Release Notes#

v1.6.0 (2024.04)#

New features#

  • Changed supported Python version range (>=3.9, <=3.11)

  • Support MMDetection COCO format

  • Develop JsonSectionPageMapper in Rust API

  • Add Filtering via User-Provided Python Functions

  • Remove supporting MacOS platform

  • Support Kaggle image data (KaggleImageCsvBase, KaggleImageTxtBase, KaggleImageMaskBase, KaggleVocBase, KaggleYoloBase)

  • Add __getitem__() for random accessing with O(1) time complexity

  • Add Data-aware Anchor Generator

  • Support bounding box import within Kaggle extractors and add KaggleCocoBase


  • Optimize Python import to make CLI entrypoint faster

  • Add ImageColorScale context manager

  • Enhance visualizer to toggle plot title visibility

  • Enhance Datumaro data format detect() to be memory-bounded and performant

  • Change RoIImage and MosaicImage to have np.uint8 dtype as default

  • Enable image backend and color channel format to be selectable

  • Boost up CityscapesBase and KaggleImageMaskBase by dropping np.unique

  • Enhance RISE algortihm for explainable AI

  • Enhance explore unit test to use real dataset from ImageNet

  • Fix each method of the comparator to be used separately

Bug fixes#

  • Fix wrong example of Datumaro dataset creation in document

  • Fix wrong command to install datumaro from github

  • Update document to correct wrong datum project import command and add filtering example to filter out items containing annotations.

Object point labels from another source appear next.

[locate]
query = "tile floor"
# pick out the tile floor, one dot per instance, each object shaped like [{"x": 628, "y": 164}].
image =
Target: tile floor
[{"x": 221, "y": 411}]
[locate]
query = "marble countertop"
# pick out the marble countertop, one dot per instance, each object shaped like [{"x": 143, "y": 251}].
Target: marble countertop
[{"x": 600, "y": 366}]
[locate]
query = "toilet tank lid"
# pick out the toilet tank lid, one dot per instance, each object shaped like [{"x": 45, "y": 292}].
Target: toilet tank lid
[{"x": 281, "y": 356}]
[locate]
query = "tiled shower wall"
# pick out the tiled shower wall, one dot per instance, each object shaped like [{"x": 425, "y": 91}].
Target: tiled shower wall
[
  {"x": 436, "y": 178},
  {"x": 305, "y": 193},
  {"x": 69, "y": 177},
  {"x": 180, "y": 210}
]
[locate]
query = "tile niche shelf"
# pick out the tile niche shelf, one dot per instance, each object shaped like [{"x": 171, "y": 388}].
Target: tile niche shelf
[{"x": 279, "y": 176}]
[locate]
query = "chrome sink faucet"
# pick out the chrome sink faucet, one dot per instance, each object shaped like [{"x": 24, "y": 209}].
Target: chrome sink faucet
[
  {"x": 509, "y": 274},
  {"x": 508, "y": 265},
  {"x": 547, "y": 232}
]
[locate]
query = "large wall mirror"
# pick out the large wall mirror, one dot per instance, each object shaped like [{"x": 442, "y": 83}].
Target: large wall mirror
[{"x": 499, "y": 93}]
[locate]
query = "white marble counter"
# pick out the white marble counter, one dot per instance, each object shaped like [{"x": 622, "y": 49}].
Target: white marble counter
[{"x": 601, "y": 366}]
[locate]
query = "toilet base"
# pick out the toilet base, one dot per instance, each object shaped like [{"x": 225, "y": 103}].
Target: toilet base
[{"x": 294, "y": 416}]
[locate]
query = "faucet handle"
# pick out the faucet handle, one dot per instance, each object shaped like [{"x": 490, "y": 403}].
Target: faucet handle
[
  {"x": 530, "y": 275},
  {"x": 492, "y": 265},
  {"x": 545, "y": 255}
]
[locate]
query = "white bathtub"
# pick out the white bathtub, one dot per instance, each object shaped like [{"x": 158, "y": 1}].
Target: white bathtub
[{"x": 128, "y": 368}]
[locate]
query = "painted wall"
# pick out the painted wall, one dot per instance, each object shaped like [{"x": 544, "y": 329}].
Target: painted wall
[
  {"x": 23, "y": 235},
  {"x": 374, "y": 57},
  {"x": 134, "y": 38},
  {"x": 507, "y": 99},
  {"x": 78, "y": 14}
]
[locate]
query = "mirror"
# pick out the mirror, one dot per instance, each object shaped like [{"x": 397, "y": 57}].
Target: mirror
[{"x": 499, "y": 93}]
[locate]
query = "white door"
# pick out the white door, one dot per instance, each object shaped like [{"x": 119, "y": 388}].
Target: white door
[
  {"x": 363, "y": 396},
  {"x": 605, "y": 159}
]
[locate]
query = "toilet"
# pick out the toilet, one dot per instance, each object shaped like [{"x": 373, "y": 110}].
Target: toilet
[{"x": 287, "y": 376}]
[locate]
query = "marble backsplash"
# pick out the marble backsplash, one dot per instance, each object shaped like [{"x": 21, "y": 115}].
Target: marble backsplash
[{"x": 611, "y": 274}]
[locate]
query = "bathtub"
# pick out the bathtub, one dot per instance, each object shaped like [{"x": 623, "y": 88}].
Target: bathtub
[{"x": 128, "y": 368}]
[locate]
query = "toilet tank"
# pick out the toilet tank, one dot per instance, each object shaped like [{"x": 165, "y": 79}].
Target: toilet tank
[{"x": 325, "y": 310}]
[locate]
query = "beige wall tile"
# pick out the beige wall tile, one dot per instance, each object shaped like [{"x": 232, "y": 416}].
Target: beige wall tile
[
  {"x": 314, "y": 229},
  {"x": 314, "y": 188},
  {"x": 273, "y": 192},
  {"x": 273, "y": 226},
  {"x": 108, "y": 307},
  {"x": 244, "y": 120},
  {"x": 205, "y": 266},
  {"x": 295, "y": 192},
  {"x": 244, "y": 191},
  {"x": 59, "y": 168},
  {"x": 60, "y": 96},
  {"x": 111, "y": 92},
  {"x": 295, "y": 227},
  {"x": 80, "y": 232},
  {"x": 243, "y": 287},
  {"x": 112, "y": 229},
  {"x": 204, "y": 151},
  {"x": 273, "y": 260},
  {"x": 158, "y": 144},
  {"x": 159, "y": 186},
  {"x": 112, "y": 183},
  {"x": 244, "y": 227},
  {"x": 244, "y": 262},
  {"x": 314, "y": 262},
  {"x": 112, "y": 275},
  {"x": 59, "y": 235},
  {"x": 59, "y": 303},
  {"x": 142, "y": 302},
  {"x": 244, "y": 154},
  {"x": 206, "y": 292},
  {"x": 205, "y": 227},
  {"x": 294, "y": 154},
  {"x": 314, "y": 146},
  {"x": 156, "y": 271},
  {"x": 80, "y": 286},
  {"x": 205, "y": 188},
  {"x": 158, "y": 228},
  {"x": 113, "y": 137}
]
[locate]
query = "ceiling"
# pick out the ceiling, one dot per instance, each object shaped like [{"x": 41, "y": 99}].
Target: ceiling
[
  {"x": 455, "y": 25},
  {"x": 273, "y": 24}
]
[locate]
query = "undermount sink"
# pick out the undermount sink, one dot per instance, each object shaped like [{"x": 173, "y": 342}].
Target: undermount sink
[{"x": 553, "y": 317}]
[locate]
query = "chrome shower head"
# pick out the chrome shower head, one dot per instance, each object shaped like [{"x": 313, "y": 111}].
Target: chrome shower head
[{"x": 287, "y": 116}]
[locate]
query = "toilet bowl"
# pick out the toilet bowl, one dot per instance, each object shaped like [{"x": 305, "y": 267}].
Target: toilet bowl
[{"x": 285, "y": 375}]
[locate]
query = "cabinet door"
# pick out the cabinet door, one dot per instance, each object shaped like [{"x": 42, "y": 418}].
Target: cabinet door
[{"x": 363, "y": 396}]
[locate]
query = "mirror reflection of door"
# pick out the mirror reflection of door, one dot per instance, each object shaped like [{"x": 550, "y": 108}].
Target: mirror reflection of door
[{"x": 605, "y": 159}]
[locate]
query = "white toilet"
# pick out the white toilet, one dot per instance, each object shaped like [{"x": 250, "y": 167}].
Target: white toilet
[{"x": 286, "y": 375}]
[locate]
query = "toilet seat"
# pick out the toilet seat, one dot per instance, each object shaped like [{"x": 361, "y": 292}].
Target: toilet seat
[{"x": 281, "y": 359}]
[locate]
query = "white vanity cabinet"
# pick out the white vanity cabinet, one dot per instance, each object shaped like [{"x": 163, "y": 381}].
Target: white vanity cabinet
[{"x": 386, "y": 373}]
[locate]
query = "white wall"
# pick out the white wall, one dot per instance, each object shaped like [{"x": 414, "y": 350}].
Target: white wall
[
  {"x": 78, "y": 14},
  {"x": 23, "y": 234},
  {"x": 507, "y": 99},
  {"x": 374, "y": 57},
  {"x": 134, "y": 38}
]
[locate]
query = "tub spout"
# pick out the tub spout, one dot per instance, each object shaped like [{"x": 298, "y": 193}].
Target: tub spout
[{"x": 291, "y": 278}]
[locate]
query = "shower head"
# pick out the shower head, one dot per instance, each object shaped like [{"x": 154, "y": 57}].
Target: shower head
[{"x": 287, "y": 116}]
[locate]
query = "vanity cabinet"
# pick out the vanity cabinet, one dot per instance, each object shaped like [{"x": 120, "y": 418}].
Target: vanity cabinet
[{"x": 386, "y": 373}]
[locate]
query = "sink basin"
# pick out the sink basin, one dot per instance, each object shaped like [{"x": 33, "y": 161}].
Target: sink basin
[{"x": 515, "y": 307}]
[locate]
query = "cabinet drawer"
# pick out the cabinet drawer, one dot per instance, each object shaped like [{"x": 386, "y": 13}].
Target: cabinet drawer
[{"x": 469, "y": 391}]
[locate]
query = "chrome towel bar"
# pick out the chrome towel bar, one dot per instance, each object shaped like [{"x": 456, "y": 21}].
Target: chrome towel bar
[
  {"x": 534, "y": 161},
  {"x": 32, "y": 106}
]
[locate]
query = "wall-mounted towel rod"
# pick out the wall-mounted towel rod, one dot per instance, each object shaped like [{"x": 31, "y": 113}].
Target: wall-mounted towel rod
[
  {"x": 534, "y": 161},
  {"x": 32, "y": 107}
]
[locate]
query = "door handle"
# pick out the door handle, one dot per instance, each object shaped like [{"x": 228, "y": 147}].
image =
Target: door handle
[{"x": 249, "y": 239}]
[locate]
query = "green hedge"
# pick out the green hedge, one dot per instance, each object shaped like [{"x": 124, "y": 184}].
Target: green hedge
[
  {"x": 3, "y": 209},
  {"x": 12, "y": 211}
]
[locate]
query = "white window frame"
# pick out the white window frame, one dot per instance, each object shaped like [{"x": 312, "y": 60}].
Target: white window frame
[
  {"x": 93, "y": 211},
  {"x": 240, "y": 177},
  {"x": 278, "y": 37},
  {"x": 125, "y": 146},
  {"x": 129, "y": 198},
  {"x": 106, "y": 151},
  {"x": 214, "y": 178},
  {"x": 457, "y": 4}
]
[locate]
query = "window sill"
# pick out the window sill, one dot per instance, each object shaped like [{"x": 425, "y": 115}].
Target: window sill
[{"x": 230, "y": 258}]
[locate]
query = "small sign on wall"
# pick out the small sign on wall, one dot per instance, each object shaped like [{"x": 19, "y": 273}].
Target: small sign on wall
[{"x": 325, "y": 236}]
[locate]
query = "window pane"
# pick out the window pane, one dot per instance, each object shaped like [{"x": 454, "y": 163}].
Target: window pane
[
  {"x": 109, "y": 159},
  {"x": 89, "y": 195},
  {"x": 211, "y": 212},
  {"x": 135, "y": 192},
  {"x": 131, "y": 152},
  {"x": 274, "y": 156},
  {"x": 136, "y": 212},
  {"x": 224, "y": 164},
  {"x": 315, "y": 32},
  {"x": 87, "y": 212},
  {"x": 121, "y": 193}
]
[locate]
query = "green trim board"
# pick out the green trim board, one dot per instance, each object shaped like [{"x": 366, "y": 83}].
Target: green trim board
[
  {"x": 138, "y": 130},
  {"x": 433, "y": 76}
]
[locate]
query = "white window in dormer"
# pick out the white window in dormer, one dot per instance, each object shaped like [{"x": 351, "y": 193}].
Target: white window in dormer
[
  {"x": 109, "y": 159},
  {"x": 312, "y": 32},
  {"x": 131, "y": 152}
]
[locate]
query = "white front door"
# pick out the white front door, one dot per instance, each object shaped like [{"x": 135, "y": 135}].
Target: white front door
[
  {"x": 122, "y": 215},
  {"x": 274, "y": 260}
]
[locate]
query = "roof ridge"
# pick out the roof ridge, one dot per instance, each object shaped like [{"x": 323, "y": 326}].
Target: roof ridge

  • Fix label compare of distance method

  • Fix Datumaro visualizer’s import errors after introducing lazy import

  • Fix broken link to supported formats in readme

  • Fix Kinetics data format to have media data

  • Handling undefined labels at the annotation statistics

  • Add unit test for item rename

  • Fix a bug in the previous behavior when importing nested datasets in the project

  • Fix Kaggle importer when adding duplicated labels

  • Fix input tensor shape in model interpreter for OpenVINO 2023.3

  • Add default value for target in prune cli

  • Remove deprecated MediaManager

  • Fix explore command without project

v1.5.2 (2024.01)#


  • Add memory bounded datumaro data format detect

  • Remove Protobuf version limitation (<4)

v1.5.1 (2023.11)#


  • Enhance Datumaro data format stream importer performance

  • Change image default dtype from float32 to uint8

  • Add comparison level-up doc

  • Add ImportError to catch GitPython import error

Bug fixes#

  • Modify the draw function in the visualizer not to raise an error for unsupported annotation types.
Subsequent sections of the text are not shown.